Sepsis and AKI have also been reported to have a high mortality. Earlier on, families would be given a dismal prognosis whenever a critically ill patient needed dialysis in ICU. Even sepsis and septic shock had mortality in excess of 80% 30 years ago.6 A lot has changed since then. With better understanding of factors associated with poor outcomes, improvement in monitoring and organ support systems and adequate training of personnel, the mortality of sepsis is now closer to 20–30%.4 The sepsis-AKI combination continues to paint a morbid picture with 3–5 times higher mortality as demonstrated in the study by Kellum et al.3 and the current article. This increased mortality has been purported to be a result of electrolyte and acid–base disorders or impaired neutrophil function due to metabolic dysfunction.1 Outcomes are nevertheless better now as compared to earlier with reported mortality of 43.6% even in the septic AKI group requiring dialysis.5
As intensivists, how should we tackle this deadly combination? It is important to recognize, reduce, and respond appropriately.

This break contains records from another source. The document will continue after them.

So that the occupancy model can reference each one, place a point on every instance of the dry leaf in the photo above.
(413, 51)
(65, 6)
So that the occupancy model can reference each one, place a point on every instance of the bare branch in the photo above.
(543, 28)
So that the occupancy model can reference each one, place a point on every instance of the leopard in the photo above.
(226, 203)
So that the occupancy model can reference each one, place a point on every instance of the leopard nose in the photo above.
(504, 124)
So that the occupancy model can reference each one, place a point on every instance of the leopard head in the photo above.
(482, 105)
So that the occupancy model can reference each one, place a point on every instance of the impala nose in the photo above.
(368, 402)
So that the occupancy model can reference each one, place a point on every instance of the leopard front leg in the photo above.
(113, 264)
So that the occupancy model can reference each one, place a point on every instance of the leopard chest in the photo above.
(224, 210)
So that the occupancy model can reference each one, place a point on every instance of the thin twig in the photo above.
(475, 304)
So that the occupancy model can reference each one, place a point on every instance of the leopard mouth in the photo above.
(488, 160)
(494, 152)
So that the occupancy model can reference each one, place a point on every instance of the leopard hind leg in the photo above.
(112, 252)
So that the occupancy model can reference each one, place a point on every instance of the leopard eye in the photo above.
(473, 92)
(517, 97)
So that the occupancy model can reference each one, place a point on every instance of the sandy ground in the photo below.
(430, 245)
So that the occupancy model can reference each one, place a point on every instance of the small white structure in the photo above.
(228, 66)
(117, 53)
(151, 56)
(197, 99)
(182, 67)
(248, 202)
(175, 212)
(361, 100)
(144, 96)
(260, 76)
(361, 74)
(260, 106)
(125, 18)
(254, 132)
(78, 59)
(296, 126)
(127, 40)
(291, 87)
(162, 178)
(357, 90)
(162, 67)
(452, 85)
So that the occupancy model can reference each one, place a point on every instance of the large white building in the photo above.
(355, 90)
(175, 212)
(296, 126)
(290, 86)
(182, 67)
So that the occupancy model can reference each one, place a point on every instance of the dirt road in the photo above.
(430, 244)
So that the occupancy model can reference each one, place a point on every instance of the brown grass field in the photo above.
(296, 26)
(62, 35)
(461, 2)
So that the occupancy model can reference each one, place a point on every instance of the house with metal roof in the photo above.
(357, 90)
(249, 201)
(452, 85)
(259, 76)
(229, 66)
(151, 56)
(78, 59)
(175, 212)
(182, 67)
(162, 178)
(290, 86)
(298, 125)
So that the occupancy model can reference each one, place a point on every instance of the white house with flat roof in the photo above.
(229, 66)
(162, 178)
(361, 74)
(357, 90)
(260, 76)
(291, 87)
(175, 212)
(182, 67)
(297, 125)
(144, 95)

It is crucial for intensivists to recognize risk factors for AKI in a critically ill patient, sepsis being the most common risk factor followed closely by hypovolemic shock and drug-related causes.1 These triggers should be appropriately and astutely managed. Since the incidence of AKI is high, it is all the more essential for intensivists to train both nurses and residents to recognize AKI early. This is necessary, given the higher odds of mortality with KDIGO stage 3 (odds ratio 6.884; 95% confidence interval 3.876–12.228; p < 0.001) as opposed to stage 1 or 2 AKI.5
The intensivist must additionally reduce and mitigate unwarranted triggers for AKI, e.g., nephrotoxic antibiotics, contrast, etc., and must aim at optimizing renal perfusion and systemic hemodynamics.
Responding and resuscitating appropriately are mandatory to prevent aggravation of the insult. While it is mandatory to treat the trigger, optimizing fluid therapy and organ perfusion are equally important. Maintaining an adequate volume status without overloading the interstitial compartment is vital. Liberal fluid strategy has been shown to be associated with a higher AKI incidence7 (66% vs 58% p < 0.001); the conservative approach, on the contrary, has been associated with lower incidence of AKI in the fluid and catheters treatment trial (FACTT)9 (58 vs 66%, p = 0.007) and the conservative vs liberal fluid therapy in septic shock (CLASSIC) trial10 (37 vs 54%, p = 0.03). A cautious approach avoiding over-diuresis is also recommended.
The optimal timing of renal replacement therapy (RRT) initiation in critically ill patients with AKI is another ongoing clinical dilemma. For critically ill patients with severe AKI but without the standard indications for RRT initiation, the appropriate triggers to initiate RRT are uncertain. The controversy between the two approaches to RRT, early anticipatory or a deferred approach, may be resolved with the results of the ongoing standard vs accelerated initiation of renal replacement therapy (STARRT)-AKI trial.11
Thus, in the setting of sepsis, early recognition of shock, adequate volume resuscitation, appropriate antibiotic therapy, avoidance of nephrotoxins, and maintenance of adequate renal perfusion can protect the vulnerable kidney from injury which in turn could influence outcomes of critically ill patients.